Shivaji’s Directives
It was simply a tussle for power, and does not require a weird logic of Hindu-Muslim conflict. Now look at the conflict between emperor Aurangzeb and Shivaji Maharaj.
Shivaji Maharaj ordered that Aurangzeb’s treasure house in Surat in Gujarat should be attacked. He dispatched forces for the purpose but gave them three distinct commands. “While traveling to Surat, you will come upon the Dargah of Baba Hazrat Ji. Neither attack it nor commit any sacrilege to it. Instead, make this offering on my behalf on his dargah. You will also come upon the Shrine of Father Ambrose Pinto in Surat during the military expedition. You should neither harm it nor commit anything disrespectful. And if you get the religious scriptures of any other religion, hand it over to the believers of those religion with all respect.”
Why are we fighting over Hindu and Muslim when the kings and emperors fought for power rather than religion? And let me tell you how Shivaji Maharaj is being associated with Hinduism today while twelve of his leading commanders were Muslims.
Power Tug-of-war
Now let us come back to Tipu Sultan. He is the only Indian king who was killed while fighting against the British, none else. And he was a Muslim. But his Diwan (prime minister) and commander-in-chief were Hindus. Now that it is clear that people fought in early ages not because they were Hindus and Muslims, but were made to fight on the side of their kings who wanted to grab power.

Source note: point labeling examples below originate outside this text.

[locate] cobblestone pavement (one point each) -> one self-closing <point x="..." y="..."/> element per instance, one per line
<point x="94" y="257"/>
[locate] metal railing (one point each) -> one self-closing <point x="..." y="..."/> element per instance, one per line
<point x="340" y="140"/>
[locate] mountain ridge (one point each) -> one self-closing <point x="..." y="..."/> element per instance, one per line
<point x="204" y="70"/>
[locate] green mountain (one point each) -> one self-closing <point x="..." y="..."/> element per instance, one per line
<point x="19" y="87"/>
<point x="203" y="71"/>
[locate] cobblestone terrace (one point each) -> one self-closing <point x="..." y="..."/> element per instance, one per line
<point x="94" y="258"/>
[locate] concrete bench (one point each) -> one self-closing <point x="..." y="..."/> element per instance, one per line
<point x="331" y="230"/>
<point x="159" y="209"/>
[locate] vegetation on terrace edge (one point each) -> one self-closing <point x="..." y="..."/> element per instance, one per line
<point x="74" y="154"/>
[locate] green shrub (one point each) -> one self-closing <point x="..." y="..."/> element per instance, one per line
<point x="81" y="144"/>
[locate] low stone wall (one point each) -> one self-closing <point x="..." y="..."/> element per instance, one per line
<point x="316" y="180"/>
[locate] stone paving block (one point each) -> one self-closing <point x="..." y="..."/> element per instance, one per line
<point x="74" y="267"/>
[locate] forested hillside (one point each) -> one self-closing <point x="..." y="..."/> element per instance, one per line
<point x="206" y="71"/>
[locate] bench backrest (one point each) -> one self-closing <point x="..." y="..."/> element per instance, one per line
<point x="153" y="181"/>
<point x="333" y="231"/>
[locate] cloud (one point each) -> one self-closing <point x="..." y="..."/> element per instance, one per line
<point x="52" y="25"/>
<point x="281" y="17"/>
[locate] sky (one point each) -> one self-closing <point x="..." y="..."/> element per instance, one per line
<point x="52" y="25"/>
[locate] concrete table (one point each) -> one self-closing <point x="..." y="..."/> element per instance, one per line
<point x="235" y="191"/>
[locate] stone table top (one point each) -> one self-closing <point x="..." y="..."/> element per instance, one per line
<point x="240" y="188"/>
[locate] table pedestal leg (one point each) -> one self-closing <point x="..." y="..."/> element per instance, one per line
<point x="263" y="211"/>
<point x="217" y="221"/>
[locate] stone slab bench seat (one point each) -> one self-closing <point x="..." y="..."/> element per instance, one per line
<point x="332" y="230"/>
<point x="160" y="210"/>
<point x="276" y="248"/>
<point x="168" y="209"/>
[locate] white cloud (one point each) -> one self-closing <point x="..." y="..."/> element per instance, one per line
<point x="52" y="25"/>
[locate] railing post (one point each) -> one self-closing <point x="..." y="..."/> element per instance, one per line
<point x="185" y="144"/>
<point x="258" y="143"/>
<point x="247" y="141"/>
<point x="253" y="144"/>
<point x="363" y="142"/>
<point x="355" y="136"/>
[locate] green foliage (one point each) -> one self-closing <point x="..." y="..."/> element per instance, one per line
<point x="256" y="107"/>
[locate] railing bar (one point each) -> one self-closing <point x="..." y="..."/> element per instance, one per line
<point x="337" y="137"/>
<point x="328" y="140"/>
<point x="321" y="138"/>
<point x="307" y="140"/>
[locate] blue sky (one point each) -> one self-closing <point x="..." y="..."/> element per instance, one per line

It is now claimed that Muslim kings committed atrocities against Hindu subjects in the past. Should we then commit atrocities against Muslims today for the historic wrongs done by their ancestors or emperors like Aurangzeb? When I raised this query in a meeting, a burly young man stood up with swollen chest and said we must avenge the wrongs done by Muslim emperors.
Revenge for Sati
I was a bit shocked. Then I thought of an analogy. I told him that women in the medieval India were made to sit on the funeral pyre of their dead husbands and commit Sati. Then I told the young man that now a group of women has risen up and is demanding that atrocities against women be avenged from the men today. They want to initiate Sata rites against men. Will it be okay? The young man fell silent and his swollen chest deflated.
Now the moral! We should look at the good aspects of history as to how people increased production? How did they live in those days? What were the sources of exploitation? Today, policies should be framed in a manner that exploitation can end.
Let us be reminded that ancient India and medieval India were not nation-states but were kingdoms. So all that debate on Hindu-Muslim differences or battles between the kings do not form any basis for policies today. Nationalism came into existence only after the British colonialism had firmed up its grip on India. The Hindus and Muslims interacted creatively in the medieval period in the field of literature, music, arts and crafts and gave rise to a composite culture.
The English historians dubbed the medieval India as ‘an era of darkness’ and today the Hindu rashtravadis are also committing the same mistake. We need to build a new India on the basis of humanity and humane values. Let us not look at the history from a narrow prism of communal bias and prejudice.